Critiques du modèle développement contemporain et attachés à la justice sociale, les « décroissants » conjuguent une sensibilité écologique forte et un attachement aux traditions. Ils valorisent la préservation des normes, des coutumes et du patrimoine local ; leur vision repose sur une consommation locale, raisonnée et enracinée dans une identité culturelle.
C’est le groupe le plus réservé à l’égard de la perspective d’une économie en croissance rapide mais générant plus d’inégalités. Ils se distinguent aussi par une très faible foi dans le progrès ainsi que dans la science et la technologie.
Les « décroissants » sont très critiques à l’égard du modèle de développement et de la consommation (près d’un sur deux se dit prêt à consommer moins mais mieux). Davantage que l’ensemble des répondants, ils voient dans l’économie sociale et solidaire la forme idéale
d’organisation de l’activité économique. ils forment le groupe le plus pessimiste de la typologie.
Le groupe des « décroissants » est composé à 58% de femmes. Seulement 5% ont moins de 25 ans (11% sur l’ensemble de la population) ; les retraités sont surreprésentés. Parmi les actifs, les employés sont surreprésentés. Les Franciliens sont sous-représentés. La répartition par niveaux de vie et de patrimoine est proche de celle de l’ensemble de la population. 61% sont propriétaires.
♦ Les modernes (36%)
Les « modernes » forment le groupe dont les préférences entre les trois modèles de société sont les plus équilibrées, avec 46% pour la société éco-solidaire, 31% pour la société identitaire sécuritaire, et 23% pour la société techno-libérale qui enregistre son meilleur score ; mais aussi une proportion souvent importante de « sans opinion ».
Les « modernes » paraissent, comparés aux autres groupes, comme relativement à l’aise dans la société contemporaine et son modèle de développement, vis-à-vis de la technologie, de la mondialisation, ou de l’immigration.
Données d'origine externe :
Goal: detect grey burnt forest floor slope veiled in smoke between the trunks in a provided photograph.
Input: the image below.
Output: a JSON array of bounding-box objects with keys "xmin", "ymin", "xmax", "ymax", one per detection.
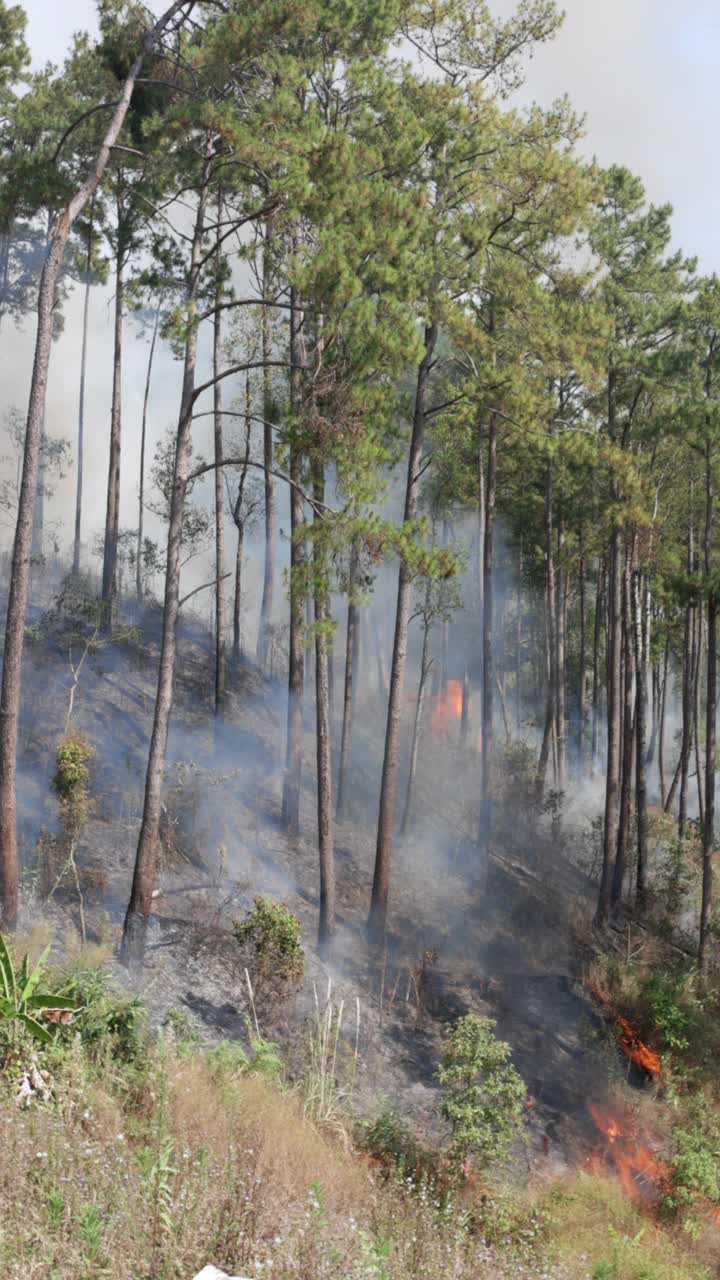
[{"xmin": 12, "ymin": 583, "xmax": 623, "ymax": 1175}]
Ils sont plutôt moins pessimistes que les autres groupes et sont également plus à l’aise avec le rythme du changement que l’ensemble des répondants.
Dans leur évaluation de la société techno-libérale, les « modernes » se distinguent par une attitude globalement positive à l’égard des propositions ayant une composante technologique Ils adhèrent également aux propositions évoquant un surcroît de liberté individuelle, telle que la simplification du cadre réglementaire ou la promotion du travail indépendant. C’est le groupe qui conteste le moins le modèle de développement. Ils se montrent collectivement relativement peu préoccupés par la crise écologique et leur rapport à la consommation est plus favorable que la moyenne. Leur confiance dans les paysans et dans les artisans-petits commerçants, quoi que très forte, l’est moins que dans les autres groupes de la typologie , alors qu’ils se montrent relativement moins défiants à l’égard des géants du numérique.
Les « modernes » sont sensiblement plus jeunes que la moyenne : 17% ont moins de 25 ans et 60% ont moins de 45 ans. La structure par CSP est proche de celle de l’ensemble de la population. Ils sont un peu plus diplômés que la moyenne ; seulement 51% sont propriétaires. Ils sont relativement bien répartis sur le territoire.